Would you consider encouraging your children to go into the tech or the recruitment route?
Jenny: At the minute my eldest wants to create a game for PlayStation, which is tech. There’s a shortage in skilled areas, we struggle for DevOps or developers.
Teaching children from a young age that we’re stepping into more of a digital environment is going to be crucial in addressing those skills shortage. My eight-year-old came home and his homework was the build a game on Scratch, which is a coding platform for children and schools. It was like a breath of fresh air. I think it’s good that schools are introducing tech skills at such a young age, because I never had that when I was growing up. We had IT, but it was all about learning how to use an Excel spreadsheet and which pretty boring compared to ‘Let’s make our own game on scratch’
I think schools are doing a great job at lifting the lid and showing children that there’s a person behind the scenes that’s created their favourite game and that is something that they could do as a job in future.
In Leeds, there’s over 45,000 households that don’t have access to Wi-Fi and many across the city are starting to feel isolated due to their lack of digital skills. What are your thoughts on the digital divide the impact on the tech industry?
Jenny: Going back to the pandemic, I saw the divide then. Some children didn’t have access to laptops and families couldn’t afford wi-fi for them to access their school work from home.
Everything’s online. Even something called Reading Plus, that my eldest is doing, is online. There have been school competitions across Yorkshire that some kids will have had full access to, and some won’t. It’s incredibly important because, if kids don’t have access to these things now then they’re going to really struggle in the jobs market when they grow up. So many jobs require digital skills, so it’s bigger than just the tech industry.
It would be brilliant if schools and government could have something in place where children who don’t have access to digital devices at home, can come into school out of hours to practice their digital skills. Another option could be if businesses opened their offices at the weekend for kids to have coding clubs. Having something like that in an organisation where the students can see real life benefits would have a huge impact.

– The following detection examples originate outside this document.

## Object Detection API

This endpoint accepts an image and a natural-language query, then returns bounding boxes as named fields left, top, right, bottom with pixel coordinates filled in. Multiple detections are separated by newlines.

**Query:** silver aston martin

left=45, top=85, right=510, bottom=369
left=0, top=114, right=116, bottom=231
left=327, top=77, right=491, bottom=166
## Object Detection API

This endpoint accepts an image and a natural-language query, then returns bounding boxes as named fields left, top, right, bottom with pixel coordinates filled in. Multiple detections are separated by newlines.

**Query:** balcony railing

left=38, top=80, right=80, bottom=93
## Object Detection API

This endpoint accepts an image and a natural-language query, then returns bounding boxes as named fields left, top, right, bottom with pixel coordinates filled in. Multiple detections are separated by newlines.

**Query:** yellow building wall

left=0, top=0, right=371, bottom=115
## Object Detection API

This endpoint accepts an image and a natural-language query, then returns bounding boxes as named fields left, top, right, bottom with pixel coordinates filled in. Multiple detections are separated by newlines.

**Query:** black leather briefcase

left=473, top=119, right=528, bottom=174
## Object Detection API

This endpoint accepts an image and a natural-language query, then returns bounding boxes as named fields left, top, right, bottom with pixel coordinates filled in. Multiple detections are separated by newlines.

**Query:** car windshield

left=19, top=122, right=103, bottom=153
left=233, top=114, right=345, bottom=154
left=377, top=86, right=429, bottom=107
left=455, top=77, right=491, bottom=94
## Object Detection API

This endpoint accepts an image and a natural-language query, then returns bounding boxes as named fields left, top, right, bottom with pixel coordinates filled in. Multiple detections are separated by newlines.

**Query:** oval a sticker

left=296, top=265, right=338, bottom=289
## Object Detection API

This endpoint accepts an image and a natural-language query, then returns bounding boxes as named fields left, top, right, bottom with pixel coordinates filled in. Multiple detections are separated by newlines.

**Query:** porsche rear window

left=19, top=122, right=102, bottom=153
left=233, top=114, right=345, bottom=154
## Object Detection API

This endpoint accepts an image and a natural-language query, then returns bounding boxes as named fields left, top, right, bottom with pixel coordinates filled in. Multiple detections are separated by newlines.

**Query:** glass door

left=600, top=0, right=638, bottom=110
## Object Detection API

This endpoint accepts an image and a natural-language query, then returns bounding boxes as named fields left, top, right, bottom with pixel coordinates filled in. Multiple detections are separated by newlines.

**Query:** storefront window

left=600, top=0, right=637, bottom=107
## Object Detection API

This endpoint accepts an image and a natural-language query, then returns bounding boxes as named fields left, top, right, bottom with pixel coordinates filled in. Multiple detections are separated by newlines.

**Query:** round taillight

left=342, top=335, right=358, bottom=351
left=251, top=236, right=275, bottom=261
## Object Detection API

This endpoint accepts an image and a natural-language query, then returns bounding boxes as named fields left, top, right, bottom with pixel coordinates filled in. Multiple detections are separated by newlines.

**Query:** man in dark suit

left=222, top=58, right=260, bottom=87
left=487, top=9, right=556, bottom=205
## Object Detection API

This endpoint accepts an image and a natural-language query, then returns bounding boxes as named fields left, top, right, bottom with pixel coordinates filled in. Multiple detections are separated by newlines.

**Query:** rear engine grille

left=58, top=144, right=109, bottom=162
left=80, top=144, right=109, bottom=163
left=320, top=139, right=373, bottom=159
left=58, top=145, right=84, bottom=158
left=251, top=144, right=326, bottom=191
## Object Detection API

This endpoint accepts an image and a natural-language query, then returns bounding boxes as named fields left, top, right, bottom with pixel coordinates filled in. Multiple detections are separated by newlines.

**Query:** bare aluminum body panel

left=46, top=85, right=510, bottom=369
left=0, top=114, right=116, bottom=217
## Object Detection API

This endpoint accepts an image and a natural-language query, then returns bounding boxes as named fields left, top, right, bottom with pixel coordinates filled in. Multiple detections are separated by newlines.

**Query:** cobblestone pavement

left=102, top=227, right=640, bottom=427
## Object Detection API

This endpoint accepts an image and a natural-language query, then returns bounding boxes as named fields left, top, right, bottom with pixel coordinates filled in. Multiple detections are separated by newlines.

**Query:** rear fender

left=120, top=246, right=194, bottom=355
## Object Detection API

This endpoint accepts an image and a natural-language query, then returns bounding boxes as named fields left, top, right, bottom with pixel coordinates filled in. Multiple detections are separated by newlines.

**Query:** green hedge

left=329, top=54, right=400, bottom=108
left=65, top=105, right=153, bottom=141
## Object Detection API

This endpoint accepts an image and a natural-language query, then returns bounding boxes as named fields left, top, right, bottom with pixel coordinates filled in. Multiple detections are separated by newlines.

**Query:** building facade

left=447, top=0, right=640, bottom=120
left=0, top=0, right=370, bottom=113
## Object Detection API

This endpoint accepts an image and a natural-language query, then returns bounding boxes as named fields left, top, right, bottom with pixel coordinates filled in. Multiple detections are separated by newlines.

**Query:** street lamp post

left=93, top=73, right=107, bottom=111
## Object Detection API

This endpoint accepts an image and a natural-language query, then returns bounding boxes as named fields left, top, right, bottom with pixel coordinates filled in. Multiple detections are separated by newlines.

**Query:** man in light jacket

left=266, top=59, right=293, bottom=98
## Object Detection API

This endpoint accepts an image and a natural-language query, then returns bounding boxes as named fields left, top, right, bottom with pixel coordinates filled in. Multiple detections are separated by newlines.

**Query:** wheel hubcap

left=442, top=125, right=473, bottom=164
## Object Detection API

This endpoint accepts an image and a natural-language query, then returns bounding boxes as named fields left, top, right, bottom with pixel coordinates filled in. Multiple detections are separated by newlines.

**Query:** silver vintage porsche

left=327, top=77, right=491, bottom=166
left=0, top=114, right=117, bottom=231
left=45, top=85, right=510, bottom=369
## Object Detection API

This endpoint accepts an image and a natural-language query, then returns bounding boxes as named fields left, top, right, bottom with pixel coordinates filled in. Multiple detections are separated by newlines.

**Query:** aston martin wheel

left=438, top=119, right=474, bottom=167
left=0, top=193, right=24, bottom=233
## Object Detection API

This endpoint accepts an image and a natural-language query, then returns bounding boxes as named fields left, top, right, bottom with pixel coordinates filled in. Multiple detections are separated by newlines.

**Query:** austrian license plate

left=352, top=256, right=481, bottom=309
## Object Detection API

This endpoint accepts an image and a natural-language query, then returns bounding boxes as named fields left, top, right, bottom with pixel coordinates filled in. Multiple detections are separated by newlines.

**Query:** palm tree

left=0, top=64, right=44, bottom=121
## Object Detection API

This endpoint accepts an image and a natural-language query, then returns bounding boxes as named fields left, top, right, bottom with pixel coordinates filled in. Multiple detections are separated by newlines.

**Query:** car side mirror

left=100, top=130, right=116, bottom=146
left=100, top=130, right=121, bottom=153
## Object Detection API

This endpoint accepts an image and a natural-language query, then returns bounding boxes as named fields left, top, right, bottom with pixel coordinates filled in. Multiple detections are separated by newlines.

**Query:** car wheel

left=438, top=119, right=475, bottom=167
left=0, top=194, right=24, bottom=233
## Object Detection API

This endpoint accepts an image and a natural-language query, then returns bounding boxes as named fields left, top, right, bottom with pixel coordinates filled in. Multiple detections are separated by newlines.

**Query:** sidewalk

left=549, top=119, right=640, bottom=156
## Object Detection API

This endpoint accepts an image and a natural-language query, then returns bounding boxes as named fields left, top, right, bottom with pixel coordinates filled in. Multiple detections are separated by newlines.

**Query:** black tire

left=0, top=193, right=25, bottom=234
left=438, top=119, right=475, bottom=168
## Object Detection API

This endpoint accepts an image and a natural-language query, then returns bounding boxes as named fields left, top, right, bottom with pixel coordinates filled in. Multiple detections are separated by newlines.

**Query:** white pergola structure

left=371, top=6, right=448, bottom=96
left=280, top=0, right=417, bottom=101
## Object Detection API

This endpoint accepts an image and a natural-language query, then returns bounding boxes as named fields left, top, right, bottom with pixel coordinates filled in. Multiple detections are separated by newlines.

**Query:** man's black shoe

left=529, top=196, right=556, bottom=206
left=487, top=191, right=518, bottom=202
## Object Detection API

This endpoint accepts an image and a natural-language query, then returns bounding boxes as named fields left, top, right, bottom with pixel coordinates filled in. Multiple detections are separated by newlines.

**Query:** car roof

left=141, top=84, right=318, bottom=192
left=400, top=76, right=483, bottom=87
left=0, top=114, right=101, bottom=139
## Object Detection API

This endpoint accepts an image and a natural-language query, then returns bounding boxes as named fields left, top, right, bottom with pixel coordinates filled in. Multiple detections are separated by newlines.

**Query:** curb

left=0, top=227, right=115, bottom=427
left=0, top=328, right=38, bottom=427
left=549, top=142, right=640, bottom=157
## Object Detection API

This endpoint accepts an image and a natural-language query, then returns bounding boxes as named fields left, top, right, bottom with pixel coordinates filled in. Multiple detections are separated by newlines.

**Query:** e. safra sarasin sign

The Bridge could do more on that front, we could be going into schools and colleges and speaking to student. I’m keen on demonstrating the wide range of careers in tech. When I was in college, I didn’t really know what I wanted to do, and I didn’t know anything about the tech industry. There might be students who are interested in IT, tech, coding, gaming, but they end up doing something else, because they didn’t know what opportunities were available, or how to get started in the industry.
I think we’re starting to do that with Morson Group, but there’s always more that you can do. Maybe we could do an open day with a local school or it could be that clients come in with their children and we can explain what’s out there for them, what they could be doing and how to get there.
And finally, what are your aspirations for the future? Where do you see yourself in the next five years?
Jenny: Oh, to be a millionaire and own my own island. I’m joking! To be honest, I just want to be a successful recruiter. I’ve got one person on my team already, but I’d like to manage a few more people.
I think lots of people like to have one goal , something tangible that represents where they want to get to. For me, in the next 5 to 6 years I want to take the boys to Orlando to Disneyland. And everyone knows that’s not cheap! So that’s my aim, to be successful enough to be able to take my children on the holiday of a lifetime, that’s where I’d like to be.